It sounds incompatible since the Classic 3 takes an IEC power cord terminal directly. Am I right?

phoenixengr's picture

Subject to the same restrictions above, it would be compatible. You would either plug the motor's AC cord into the Falcon output, or it can be ordered with an IEC C13 socket (instead of the NEMA 5-15) that would plug directly into the motor.

isaacrivera's picture

Does that mean anything to anyone? Is this a 7 or a 5 watt motor unit?

isaacrivera's picture

Out of luck!

Findog3103's picture

Would it work with the VPI Traveler?

phoenixengr's picture

The Traveler has a built in supply, so no, it wouldn't work.

scrbblkng's picture

One of the advertising slogans used by Vpi for the Classic series is "speed stability on par with the master tape". If this being true, what benefit does these two units offer? Seems kinda redundant, maybe i am missing something?

Rayman's picture

they are referring to the$30,000 direct drive table

scrbblkng's picture

The statement on Vpi website "speedstability on par with the master tape" is in direct reference to all the Classic series turntables.

phoenixengr's picture

They may be referring to the newest version of the Classic series which has a built in controller that does essentially many of the same things the Falcon PSU does.

Rayman's picture

Its better than a master tape?!

Mile High Audio's picture

Please what non-VPI unit(s) does work with the Classic 3?

Thanks for any comment on experience(s) too :-)

PeterPani's picture

Would buy the Falcon PSU and roadrunner straight away. I tried once something similar on my Thorens TD 124 and was quite impressed. Sadly the TD 124 motor needs at least 15 W. I could buy 4 Falcons and connect them parallel to the motor...

Todd Lainhart's picture

I have a '96 VPI HW-19 (Mk3=>Mk4), with probably the Hurst motor that Bill describes (5.5w pull?). The Falcon runs hot, but I'm told that it runs within spec.
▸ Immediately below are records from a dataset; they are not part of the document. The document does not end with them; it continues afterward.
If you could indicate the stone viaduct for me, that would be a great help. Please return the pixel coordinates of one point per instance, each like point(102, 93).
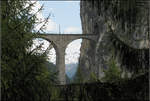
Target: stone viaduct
point(60, 42)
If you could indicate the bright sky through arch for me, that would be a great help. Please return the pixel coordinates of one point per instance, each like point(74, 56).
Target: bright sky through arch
point(63, 13)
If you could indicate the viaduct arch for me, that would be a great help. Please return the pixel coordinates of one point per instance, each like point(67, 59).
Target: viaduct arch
point(60, 42)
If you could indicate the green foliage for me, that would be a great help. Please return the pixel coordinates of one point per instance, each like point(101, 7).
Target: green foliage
point(78, 76)
point(24, 74)
point(113, 73)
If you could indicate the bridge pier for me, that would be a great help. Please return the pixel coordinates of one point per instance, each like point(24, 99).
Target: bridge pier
point(60, 64)
point(60, 41)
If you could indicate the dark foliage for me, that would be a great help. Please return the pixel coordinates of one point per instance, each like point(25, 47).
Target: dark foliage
point(133, 89)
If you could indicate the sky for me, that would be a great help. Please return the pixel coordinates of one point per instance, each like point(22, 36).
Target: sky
point(65, 14)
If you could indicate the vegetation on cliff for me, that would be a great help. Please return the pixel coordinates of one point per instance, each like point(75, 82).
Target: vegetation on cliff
point(24, 73)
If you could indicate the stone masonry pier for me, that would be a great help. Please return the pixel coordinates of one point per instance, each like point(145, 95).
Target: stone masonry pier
point(60, 42)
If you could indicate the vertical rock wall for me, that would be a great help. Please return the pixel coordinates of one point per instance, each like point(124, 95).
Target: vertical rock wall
point(100, 17)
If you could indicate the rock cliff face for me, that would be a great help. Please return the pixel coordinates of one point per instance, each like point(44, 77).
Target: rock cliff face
point(122, 35)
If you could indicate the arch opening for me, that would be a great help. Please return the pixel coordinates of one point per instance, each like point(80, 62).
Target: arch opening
point(41, 45)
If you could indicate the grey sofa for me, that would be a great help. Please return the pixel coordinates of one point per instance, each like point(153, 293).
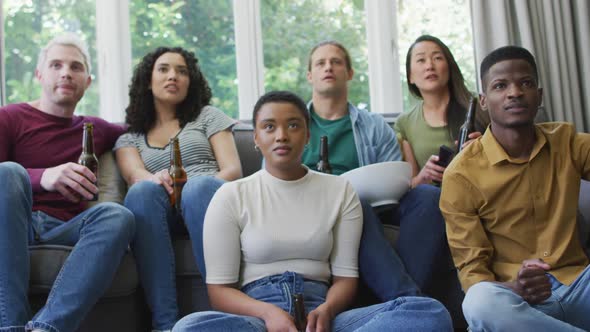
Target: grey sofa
point(122, 307)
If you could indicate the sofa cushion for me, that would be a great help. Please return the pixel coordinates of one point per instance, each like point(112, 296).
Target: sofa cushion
point(110, 182)
point(250, 159)
point(47, 260)
point(185, 260)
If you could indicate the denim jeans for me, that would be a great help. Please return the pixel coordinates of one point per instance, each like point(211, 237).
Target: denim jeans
point(152, 244)
point(493, 307)
point(401, 314)
point(99, 235)
point(423, 248)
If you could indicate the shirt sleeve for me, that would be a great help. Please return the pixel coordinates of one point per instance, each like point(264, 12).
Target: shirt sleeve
point(399, 128)
point(216, 121)
point(347, 235)
point(581, 149)
point(470, 247)
point(126, 141)
point(221, 237)
point(6, 136)
point(387, 147)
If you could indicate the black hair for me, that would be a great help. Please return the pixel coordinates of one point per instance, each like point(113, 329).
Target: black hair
point(460, 96)
point(141, 111)
point(507, 53)
point(333, 43)
point(281, 97)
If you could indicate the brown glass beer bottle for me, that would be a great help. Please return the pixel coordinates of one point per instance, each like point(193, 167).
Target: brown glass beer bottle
point(300, 318)
point(88, 158)
point(177, 173)
point(323, 164)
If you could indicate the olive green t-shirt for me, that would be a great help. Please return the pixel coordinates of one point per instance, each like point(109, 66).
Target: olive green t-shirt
point(341, 146)
point(424, 139)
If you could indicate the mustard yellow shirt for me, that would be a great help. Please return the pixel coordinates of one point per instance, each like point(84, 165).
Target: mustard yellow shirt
point(500, 211)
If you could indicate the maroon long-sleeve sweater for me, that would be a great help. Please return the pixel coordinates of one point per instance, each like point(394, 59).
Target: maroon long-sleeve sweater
point(38, 140)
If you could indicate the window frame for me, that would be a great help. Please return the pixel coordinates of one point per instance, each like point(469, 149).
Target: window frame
point(2, 75)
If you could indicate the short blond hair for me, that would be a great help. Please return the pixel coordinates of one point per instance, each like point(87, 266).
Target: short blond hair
point(66, 39)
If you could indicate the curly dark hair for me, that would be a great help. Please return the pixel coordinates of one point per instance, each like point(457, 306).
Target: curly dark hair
point(141, 112)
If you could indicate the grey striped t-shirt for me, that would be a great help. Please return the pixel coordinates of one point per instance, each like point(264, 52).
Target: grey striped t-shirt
point(195, 149)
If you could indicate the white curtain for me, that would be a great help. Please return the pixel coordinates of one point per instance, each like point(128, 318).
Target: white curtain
point(557, 32)
point(2, 85)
The Falcon/RR duo is a great setup for this deck. I'm seeing constant speeds of between 33.331 and 33.337 once things get warmed up. Typically 33.33[3-5].

Ben Nordine's picture

This is a great PSU for all reasons described above. But I also want to mention how good the people at Phoenix Engineering were to work with. A few days after I bought my unit from Hi-Fi Heaven I broke it doing something stupid with a voltage transformer and old Telefunken turntable. Bill at Phoenix was extremely good-humored about it. He repaired it quickly, offered some helpful advice, and had it back to me in less than a week and a half.

Now I have it hooked up to a stripped-down Elite Rock II and couldn't be happier.

Joe Crowe's picture

I know this is an old thread but just read elsewhere that Phoenix Engineering has gone under. Love my Falcon/Roadrunner sure hope nothing goes wrong with either.